RuneQuest Companion
- Cover by Rick Becker, 1983, 2019
- Designers: Bill Johnson; Sherman Kahn; Alan LaVergne; Jim McCormick; Ron Nance; Sandy Petersen; Greg Stafford;
- Publishers: Chaosium
- Publication: 1983; 42 years ago
- Genres: Fantasy
- Systems: Basic Role-Playing
- ISBN: 978-1-56882-520-5

= RuneQuest Companion =

Tabletop fantasy role-playing game supplement

RuneQuest Companion is a tabletop role-playing game supplement for RuneQuest. Originally published by Chaosium in 1983, it consisted of reprints of Wyrm's Footnotes magazine articles as well as new material to expand the game rules and setting. It received positive reviews in game periodicals including Dragon, White Dwarf, Fantasy Gamer, and Different Worlds. It was republished in 2019 in PDF format as part of Chaosium's RuneQuest: Classic Edition Kickstarter.

==Contents==
RuneQuest Companion is a supplement consisting of
- reprints of magazine articles
- an errata sheet with corrections and additions to the second edition of RuneQuest
- new material that had been left out of Trollpak
- a new history and geography of the Holy Country by Greg Stafford
- a solo adventure scenario designed by Alan LaVergne
- a short story, "The Smell of a Rat", also by Lavergne
- details of illusion Rune magic by Stafford
- details of unicorns and trolls by Sandy Petersen
- fragments of fictional correspondence
- excerpts from chronicles of notable and historical figures of Glorantha
- and more.

==Publication history==
In 1976, the year after Chaosium released their first product, the fantasy board game White Bear and Red Moon, the company published Wyrm's Footnotes, a magazine dedicated to providing supplemental material about the game.

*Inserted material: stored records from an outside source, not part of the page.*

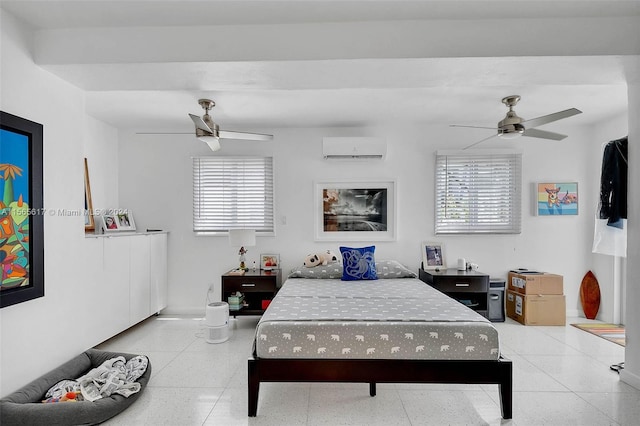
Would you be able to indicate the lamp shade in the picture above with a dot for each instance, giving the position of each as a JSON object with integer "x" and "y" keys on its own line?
{"x": 242, "y": 237}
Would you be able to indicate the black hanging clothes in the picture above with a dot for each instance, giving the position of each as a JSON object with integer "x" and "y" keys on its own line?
{"x": 613, "y": 183}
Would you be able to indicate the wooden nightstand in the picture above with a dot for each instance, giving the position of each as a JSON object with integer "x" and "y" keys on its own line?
{"x": 471, "y": 288}
{"x": 256, "y": 286}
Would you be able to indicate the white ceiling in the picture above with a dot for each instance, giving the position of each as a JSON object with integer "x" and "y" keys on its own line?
{"x": 269, "y": 64}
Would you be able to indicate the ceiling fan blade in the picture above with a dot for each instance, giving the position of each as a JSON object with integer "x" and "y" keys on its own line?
{"x": 472, "y": 127}
{"x": 535, "y": 133}
{"x": 229, "y": 134}
{"x": 200, "y": 124}
{"x": 535, "y": 122}
{"x": 164, "y": 133}
{"x": 480, "y": 141}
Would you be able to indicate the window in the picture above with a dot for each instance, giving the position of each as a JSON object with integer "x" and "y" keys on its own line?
{"x": 233, "y": 193}
{"x": 478, "y": 193}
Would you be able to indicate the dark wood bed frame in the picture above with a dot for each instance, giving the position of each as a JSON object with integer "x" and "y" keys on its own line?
{"x": 381, "y": 371}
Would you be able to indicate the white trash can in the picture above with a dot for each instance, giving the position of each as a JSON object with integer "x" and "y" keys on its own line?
{"x": 216, "y": 322}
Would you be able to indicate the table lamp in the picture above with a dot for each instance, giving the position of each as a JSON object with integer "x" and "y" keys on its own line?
{"x": 242, "y": 238}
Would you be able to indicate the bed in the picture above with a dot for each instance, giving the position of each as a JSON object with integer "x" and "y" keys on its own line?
{"x": 396, "y": 329}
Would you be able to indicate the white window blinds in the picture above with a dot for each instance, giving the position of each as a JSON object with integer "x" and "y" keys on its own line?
{"x": 233, "y": 193}
{"x": 478, "y": 193}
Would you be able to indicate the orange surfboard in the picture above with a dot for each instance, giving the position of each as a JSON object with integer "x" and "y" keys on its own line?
{"x": 590, "y": 295}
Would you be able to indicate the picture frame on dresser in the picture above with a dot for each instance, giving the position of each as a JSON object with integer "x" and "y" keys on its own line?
{"x": 269, "y": 261}
{"x": 89, "y": 220}
{"x": 433, "y": 256}
{"x": 118, "y": 221}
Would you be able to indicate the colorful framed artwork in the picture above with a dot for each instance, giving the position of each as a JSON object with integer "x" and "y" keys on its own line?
{"x": 269, "y": 261}
{"x": 21, "y": 210}
{"x": 556, "y": 199}
{"x": 118, "y": 221}
{"x": 355, "y": 211}
{"x": 433, "y": 256}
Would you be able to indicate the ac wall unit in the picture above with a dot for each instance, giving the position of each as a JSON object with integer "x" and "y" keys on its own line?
{"x": 354, "y": 148}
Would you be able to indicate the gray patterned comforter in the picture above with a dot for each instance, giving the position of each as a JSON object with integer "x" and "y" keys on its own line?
{"x": 400, "y": 318}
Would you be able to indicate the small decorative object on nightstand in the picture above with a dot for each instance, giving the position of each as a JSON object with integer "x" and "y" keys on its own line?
{"x": 257, "y": 288}
{"x": 242, "y": 238}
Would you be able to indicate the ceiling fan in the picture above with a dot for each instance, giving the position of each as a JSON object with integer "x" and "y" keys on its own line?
{"x": 209, "y": 132}
{"x": 513, "y": 126}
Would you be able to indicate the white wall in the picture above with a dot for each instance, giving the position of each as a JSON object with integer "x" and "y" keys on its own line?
{"x": 161, "y": 197}
{"x": 631, "y": 372}
{"x": 42, "y": 333}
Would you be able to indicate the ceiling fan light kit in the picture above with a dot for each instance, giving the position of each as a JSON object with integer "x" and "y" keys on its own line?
{"x": 212, "y": 141}
{"x": 512, "y": 126}
{"x": 209, "y": 132}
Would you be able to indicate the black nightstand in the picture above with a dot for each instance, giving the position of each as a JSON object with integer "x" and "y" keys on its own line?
{"x": 258, "y": 287}
{"x": 471, "y": 288}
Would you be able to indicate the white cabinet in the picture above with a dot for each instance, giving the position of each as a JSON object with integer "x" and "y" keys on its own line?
{"x": 158, "y": 272}
{"x": 115, "y": 293}
{"x": 129, "y": 279}
{"x": 139, "y": 275}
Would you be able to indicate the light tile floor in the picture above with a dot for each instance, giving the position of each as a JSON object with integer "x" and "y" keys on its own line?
{"x": 561, "y": 377}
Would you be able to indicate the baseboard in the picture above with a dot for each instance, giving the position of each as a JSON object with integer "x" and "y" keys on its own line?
{"x": 574, "y": 313}
{"x": 200, "y": 311}
{"x": 630, "y": 378}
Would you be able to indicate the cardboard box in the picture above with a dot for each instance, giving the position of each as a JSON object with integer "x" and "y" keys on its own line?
{"x": 535, "y": 283}
{"x": 536, "y": 309}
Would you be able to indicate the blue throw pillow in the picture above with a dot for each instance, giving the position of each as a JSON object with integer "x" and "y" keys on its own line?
{"x": 358, "y": 263}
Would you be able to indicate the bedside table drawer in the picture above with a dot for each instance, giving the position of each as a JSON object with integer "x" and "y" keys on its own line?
{"x": 242, "y": 284}
{"x": 465, "y": 284}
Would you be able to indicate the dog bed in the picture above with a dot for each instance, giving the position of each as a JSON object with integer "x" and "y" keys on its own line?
{"x": 25, "y": 407}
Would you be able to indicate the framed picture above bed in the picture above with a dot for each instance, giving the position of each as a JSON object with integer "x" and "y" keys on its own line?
{"x": 432, "y": 256}
{"x": 355, "y": 210}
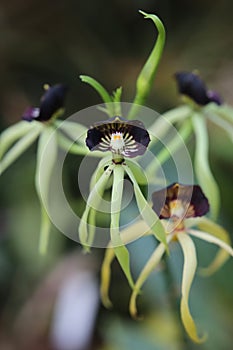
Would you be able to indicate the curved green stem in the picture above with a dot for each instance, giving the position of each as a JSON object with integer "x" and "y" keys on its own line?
{"x": 147, "y": 213}
{"x": 201, "y": 164}
{"x": 120, "y": 250}
{"x": 147, "y": 74}
{"x": 19, "y": 148}
{"x": 46, "y": 159}
{"x": 169, "y": 149}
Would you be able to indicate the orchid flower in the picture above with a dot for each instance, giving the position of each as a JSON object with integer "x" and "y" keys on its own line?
{"x": 41, "y": 123}
{"x": 178, "y": 206}
{"x": 125, "y": 139}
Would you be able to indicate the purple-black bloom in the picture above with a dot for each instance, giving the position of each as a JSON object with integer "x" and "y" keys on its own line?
{"x": 51, "y": 101}
{"x": 193, "y": 86}
{"x": 180, "y": 201}
{"x": 120, "y": 136}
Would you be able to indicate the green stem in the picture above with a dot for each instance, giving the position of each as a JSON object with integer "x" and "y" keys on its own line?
{"x": 201, "y": 164}
{"x": 120, "y": 250}
{"x": 164, "y": 123}
{"x": 147, "y": 74}
{"x": 93, "y": 202}
{"x": 147, "y": 213}
{"x": 169, "y": 149}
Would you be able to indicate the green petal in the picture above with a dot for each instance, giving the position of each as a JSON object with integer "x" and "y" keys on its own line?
{"x": 93, "y": 202}
{"x": 12, "y": 134}
{"x": 147, "y": 270}
{"x": 201, "y": 164}
{"x": 46, "y": 159}
{"x": 214, "y": 229}
{"x": 19, "y": 147}
{"x": 163, "y": 124}
{"x": 106, "y": 276}
{"x": 146, "y": 77}
{"x": 120, "y": 250}
{"x": 171, "y": 147}
{"x": 190, "y": 264}
{"x": 147, "y": 213}
{"x": 211, "y": 239}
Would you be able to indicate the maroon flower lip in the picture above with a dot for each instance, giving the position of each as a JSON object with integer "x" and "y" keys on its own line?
{"x": 193, "y": 86}
{"x": 120, "y": 136}
{"x": 180, "y": 201}
{"x": 51, "y": 102}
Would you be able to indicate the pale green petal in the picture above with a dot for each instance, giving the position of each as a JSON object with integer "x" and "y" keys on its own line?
{"x": 211, "y": 239}
{"x": 144, "y": 274}
{"x": 201, "y": 163}
{"x": 147, "y": 213}
{"x": 171, "y": 147}
{"x": 189, "y": 269}
{"x": 162, "y": 125}
{"x": 106, "y": 276}
{"x": 46, "y": 159}
{"x": 120, "y": 250}
{"x": 19, "y": 147}
{"x": 129, "y": 234}
{"x": 12, "y": 134}
{"x": 93, "y": 202}
{"x": 216, "y": 230}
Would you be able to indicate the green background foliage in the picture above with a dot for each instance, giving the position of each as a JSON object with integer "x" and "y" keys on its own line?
{"x": 50, "y": 42}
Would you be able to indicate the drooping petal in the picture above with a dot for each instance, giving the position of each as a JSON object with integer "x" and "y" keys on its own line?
{"x": 106, "y": 276}
{"x": 202, "y": 166}
{"x": 211, "y": 239}
{"x": 146, "y": 211}
{"x": 93, "y": 202}
{"x": 147, "y": 270}
{"x": 120, "y": 250}
{"x": 181, "y": 201}
{"x": 215, "y": 230}
{"x": 189, "y": 269}
{"x": 128, "y": 138}
{"x": 131, "y": 233}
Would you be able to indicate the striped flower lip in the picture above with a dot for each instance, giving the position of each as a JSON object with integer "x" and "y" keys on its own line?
{"x": 120, "y": 136}
{"x": 51, "y": 102}
{"x": 193, "y": 86}
{"x": 180, "y": 201}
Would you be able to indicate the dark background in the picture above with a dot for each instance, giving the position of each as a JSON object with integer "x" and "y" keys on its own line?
{"x": 51, "y": 42}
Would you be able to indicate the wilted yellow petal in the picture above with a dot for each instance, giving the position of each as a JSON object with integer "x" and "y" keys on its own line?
{"x": 148, "y": 268}
{"x": 190, "y": 264}
{"x": 106, "y": 277}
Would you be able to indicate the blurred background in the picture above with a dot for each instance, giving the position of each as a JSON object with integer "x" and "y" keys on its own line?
{"x": 52, "y": 302}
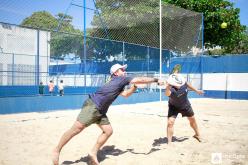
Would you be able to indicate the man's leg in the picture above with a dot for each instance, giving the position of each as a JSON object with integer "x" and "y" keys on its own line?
{"x": 193, "y": 124}
{"x": 170, "y": 129}
{"x": 107, "y": 131}
{"x": 76, "y": 128}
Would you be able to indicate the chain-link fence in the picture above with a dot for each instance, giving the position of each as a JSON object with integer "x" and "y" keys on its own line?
{"x": 81, "y": 52}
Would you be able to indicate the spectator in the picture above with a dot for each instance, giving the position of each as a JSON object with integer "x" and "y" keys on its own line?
{"x": 61, "y": 88}
{"x": 41, "y": 88}
{"x": 51, "y": 87}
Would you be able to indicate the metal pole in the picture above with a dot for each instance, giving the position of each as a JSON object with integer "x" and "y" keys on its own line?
{"x": 201, "y": 57}
{"x": 85, "y": 46}
{"x": 38, "y": 59}
{"x": 160, "y": 50}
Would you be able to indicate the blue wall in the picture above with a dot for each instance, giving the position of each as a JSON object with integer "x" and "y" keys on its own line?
{"x": 48, "y": 103}
{"x": 212, "y": 64}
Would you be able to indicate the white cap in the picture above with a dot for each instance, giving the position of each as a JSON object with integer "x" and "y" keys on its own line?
{"x": 176, "y": 80}
{"x": 115, "y": 67}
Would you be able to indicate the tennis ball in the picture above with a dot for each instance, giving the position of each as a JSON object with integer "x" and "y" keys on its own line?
{"x": 223, "y": 25}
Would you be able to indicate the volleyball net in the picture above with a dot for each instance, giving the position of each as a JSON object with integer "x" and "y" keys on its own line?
{"x": 102, "y": 33}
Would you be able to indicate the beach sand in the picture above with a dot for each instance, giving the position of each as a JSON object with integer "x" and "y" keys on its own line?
{"x": 139, "y": 136}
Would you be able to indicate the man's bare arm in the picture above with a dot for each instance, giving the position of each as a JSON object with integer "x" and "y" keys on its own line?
{"x": 200, "y": 92}
{"x": 128, "y": 92}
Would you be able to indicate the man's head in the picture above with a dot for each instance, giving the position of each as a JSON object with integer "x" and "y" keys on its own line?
{"x": 176, "y": 80}
{"x": 118, "y": 70}
{"x": 176, "y": 69}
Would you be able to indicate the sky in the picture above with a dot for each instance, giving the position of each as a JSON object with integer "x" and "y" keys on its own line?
{"x": 14, "y": 11}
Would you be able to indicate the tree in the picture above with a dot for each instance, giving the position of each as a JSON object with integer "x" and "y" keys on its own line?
{"x": 64, "y": 38}
{"x": 215, "y": 13}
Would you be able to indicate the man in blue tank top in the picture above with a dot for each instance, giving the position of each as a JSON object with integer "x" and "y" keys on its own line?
{"x": 96, "y": 106}
{"x": 177, "y": 91}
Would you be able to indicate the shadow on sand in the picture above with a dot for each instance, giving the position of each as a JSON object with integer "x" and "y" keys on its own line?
{"x": 112, "y": 150}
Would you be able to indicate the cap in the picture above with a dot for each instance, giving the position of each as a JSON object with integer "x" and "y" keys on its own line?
{"x": 115, "y": 67}
{"x": 176, "y": 80}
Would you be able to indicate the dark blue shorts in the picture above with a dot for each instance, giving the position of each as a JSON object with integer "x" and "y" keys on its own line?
{"x": 173, "y": 111}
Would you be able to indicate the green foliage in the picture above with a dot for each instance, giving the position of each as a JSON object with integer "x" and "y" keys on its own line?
{"x": 61, "y": 41}
{"x": 216, "y": 12}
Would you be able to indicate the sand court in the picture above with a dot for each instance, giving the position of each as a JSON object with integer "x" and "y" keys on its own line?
{"x": 139, "y": 136}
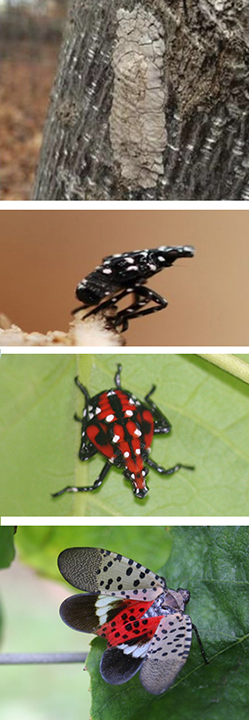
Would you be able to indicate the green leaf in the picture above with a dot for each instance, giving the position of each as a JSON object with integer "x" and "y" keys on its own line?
{"x": 207, "y": 407}
{"x": 213, "y": 563}
{"x": 7, "y": 551}
{"x": 7, "y": 554}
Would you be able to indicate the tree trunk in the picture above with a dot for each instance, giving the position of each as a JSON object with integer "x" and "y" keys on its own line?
{"x": 150, "y": 103}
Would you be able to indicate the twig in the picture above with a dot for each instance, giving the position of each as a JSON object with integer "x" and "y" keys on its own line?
{"x": 91, "y": 332}
{"x": 230, "y": 363}
{"x": 41, "y": 658}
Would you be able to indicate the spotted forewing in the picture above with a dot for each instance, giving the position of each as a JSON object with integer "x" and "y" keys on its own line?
{"x": 144, "y": 622}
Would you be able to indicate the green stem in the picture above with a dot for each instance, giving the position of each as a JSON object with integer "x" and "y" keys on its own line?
{"x": 41, "y": 658}
{"x": 230, "y": 363}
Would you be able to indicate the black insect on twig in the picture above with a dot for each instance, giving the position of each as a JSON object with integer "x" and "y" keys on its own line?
{"x": 122, "y": 274}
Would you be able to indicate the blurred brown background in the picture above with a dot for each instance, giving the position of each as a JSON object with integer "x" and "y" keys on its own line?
{"x": 31, "y": 33}
{"x": 44, "y": 254}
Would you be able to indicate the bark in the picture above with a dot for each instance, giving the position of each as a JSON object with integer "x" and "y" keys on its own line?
{"x": 150, "y": 103}
{"x": 91, "y": 332}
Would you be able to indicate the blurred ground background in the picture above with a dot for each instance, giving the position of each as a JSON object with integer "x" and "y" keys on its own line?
{"x": 31, "y": 35}
{"x": 45, "y": 253}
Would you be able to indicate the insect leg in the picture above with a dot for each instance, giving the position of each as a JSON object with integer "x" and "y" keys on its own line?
{"x": 143, "y": 296}
{"x": 169, "y": 471}
{"x": 200, "y": 644}
{"x": 107, "y": 303}
{"x": 87, "y": 488}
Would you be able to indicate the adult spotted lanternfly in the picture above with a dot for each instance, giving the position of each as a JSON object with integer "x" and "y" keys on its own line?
{"x": 122, "y": 274}
{"x": 144, "y": 622}
{"x": 117, "y": 425}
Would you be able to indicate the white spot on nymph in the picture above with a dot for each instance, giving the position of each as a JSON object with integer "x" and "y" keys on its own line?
{"x": 137, "y": 120}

When Chaosium released its fantasy role-playing game Runequest in 1978, set in Glorantha, articles about the fictional world began to appear in Wyrm's Footnotes. By 1981, Wyrm's Footnotes was solely dedicated to articles about Glorantha. However, the magazine was discontinued in 1982, and as Ken Rolston noted, "When publication of Wyrm's Footnotes ended, a most important source of detail, both epic and trivial, about Glorantha disappeared."

In 1983, RuneQuest Companion was released as a 72-page book edited by Charlie Krank that contained a collection of previously published Wyrm's Footnotes articles as well as new material.

As several contemporary reviewers noted, RuneQuest Companion was initially publicized as the first in a projected series of Companion books. However, no other volumes were ever published.

==Reception==
In the July 1983 edition of Dragon (Issue #75), Ken Rolston noted the need for supplementary information about Glorantha, given the demise of Wyrm's Footnotes. Rolston liked the production values of the Companion, pointing out it was "edited and maintained according to Chaosium's usual high standards." Rolston concluded with a strong recommendation for RuneQuest players.

In the October 1983 edition of White Dwarf (Issue #46), Oliver Dickinson thought that the material included was "entertaining stuff, but not as interesting or useful to newer players as reprints of the [Wyrm's Footnotes] articles on the elemental pantheons would have been, for instance, or the thought-provoking articles on aspects of the rules by various authors in the last four issues." Dickinson concluded by giving this supplement an above average rating of 8 out of 10, saying it contained "a high proportion of useful or entertaining material and little that is totally peripheral. Production quality is good overall, with a few errors or misprints."

David Dunham reviewed RuneQuest Companion for Fantasy Gamer magazine and stated that "The RuneQuest Companion is not a bad product, but neither is it an especially good one. If you play RQ, you might want to get a copy, especially if you play in Glorantha or haven't seen the older issues of Wyrm's Footnotes."

Mike Dawson reviewed RuneQuest Companion for Different Worlds magazine and stated that "The potential purchaser of the Companion should take a long hard look at the material presented in the Companion before considering buying it. If your campaign needs information on the Holy Country, unicorns, illusions, or any of the other material presented there, then it may be worth the price. But if the information presented there is of only marginal use to you, then the Companion will be at best only a marginal use of your money."